The basic bread roll dumpling recipes goes something like this. A pint of milk, two eggs and an egg yolk, salt and enough flour to make a dough that is neither runny nor dry (knead it with a wooden spoon until blisters or bubbles form). The type of flour I use is a coarsely ground one, but not so coarse that it would qualify as wheat meal. Let it rest for one hour. Meanwhile, dice some bread rolls or buns and fry them in butter. Let them cool. Shortly before cooking the dumplings mix the buns in the dough, form peach-shaped dumplings and simmer them in salted water for 20-30 minutes. Slice immediately. This comes from a 19th century Czech cookbook and this is the way my grandmother has always made them. They're a bit heavy but still fluffy inside and wonderfully slippery on the outside. Also great with all those Czech sauces that accompany boiled beef when beef broth is the first course, such as onion sauce or dill sauce.

Another 19th century cookbook gives a different dumpling recipe (among about two dozens other dumpling recipes). Here some diced buns are soaked in milk until they dissolve, some are fried in butter. Three egg yolks, salt, a tablespoon of wheat meal and a couple of tablespoons of breadcrumbs are mixed with the milk-bread mixture. The whites are beaten until stiff peaks form and then blended in the dough, fried buns are added, too. The dough is too wet and is therefore steamed in cheesecloth. These are called Viennese dumplings and are much lighter.

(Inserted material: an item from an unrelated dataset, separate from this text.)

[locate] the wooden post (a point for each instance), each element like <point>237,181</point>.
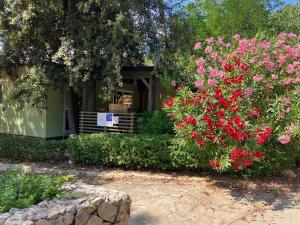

Bear's garlic is in season now and it's a good idea to mix some chopped in the dumpling dough. Goes well with goulash, I think.


----------



## healthyfood365 (Apr 27, 2012)

Hi Slayertplsko, you wandered about using the olive oil in goulash. Reason is very simple, it is lot healthier then other vegetable oils such as sunflower oil which is most commonly used in my country. Olive oil contains a wide variety of valuable antioxidants that are not found in other oils. Hydroxytyrosol is thought to be the main antioxidant compound in olives, and believed to play a significant role in the many health benefits attributed to olive oil. It has a protective effect against certain malignant tumors in the breast, prostate, econometric and digestive tract. Olive oil is considerably rich in monounsaturated fats and is linked with a reduction in the risk of coronary heart disease. Eating about 2 tbsp (23 g) of olive oil daily may reduce the risk of coronary heart disease due to the monounsaturated fat in olive oil. To achieve this possible benefit, olive oil is to replace a similar amount of saturated fat and not increase the total number of calories you eat in a day. Check the nutrition facts on the bottle, you will find cholesterol 0%. Other reason is because i really like the taste of extra virgin olive oil, specially when i buy it directly from the people who make it in Dalmatia (Croatia) or Greece. It's taste is really rich and i love it in my meals

Anyway, back to goulash, I would really like to try Czech style goulash with beer, I heard lots of stories about it, but never tried. I will cook your recipe sometime soon, very curious to taste it, specially with bottle of cold Pilsner Urquell)


----------



## slayertplsko (Aug 19, 2010)

Of course I do love olive oil, I just feel that good lard is better in dishes like this. On the other hard, olive oil is unsurpassed in vegetable dishes with tomatoes, eggplants and the likes. After all, lard is the traditional cooking fat in Hungary and here in Slovakia, too. And if you can get good lard from healthy pigs then all the better. I am lucky to have an access to Mangalitsa lard from a small farm near Košice, where I live, which I can buy in a small butcher's here. Alternatively, you can buy belly fat from a butcher and render it yourself. I would just stay away from store-bought lard as it has an unpleasant, sharp smell when heated (at least that's my experience). Also, lard is about 50% unsaturated, though I don't really care since I don't believe that saturated-fats-cause-heart-disease theory. And yes, Pilsner Urquell works great in and with goulash.


----------



## chefedb (Apr 3, 2010)

Chef Kostendorf nailed it. Its the way I learned it from the oldtimers back in the 50s. Paprika  is a must, how strong depends on your taste. Give me this with some washboard spatzele and I am a happy camper.  With any leftover add some more veges and make goulash soup.


----------



## dagobert (May 4, 2012)

Always do it as natives do (used to do it for generations) is my moto. Too much experiment, fusion, taste adaptation,... never worked for me. Olive Oil - love it. But not in this dish. Embellishments - same thing. Good ingredients : Beef, onions, paprika, fat, few spices and seasoning is really all you need. The rest could be very tasty, but in my humble opinion, it is not GOLAŽ. 

Dagobert


----------



## zojison (Apr 25, 2012)

Dagobert said:


> Always do it as natives do (used to do it for generations) is my moto. Too much experiment, fusion, taste adaptation,... never worked for me. Olive Oil - love it. But not in this dish. Embellishments - same thing. Good ingredients : Beef, onions, paprika, fat, few spices and seasoning is really all you need. The rest could be very tasty, but in my humble opinion, it is not GOLAŽ.
> Dagobert


I have to agree. I have tasted "gulas" some years ago, in Romania (there are many Hungarians living there, and this meal was prepared for me by an old lady in an iron pot, on a fire in the garden).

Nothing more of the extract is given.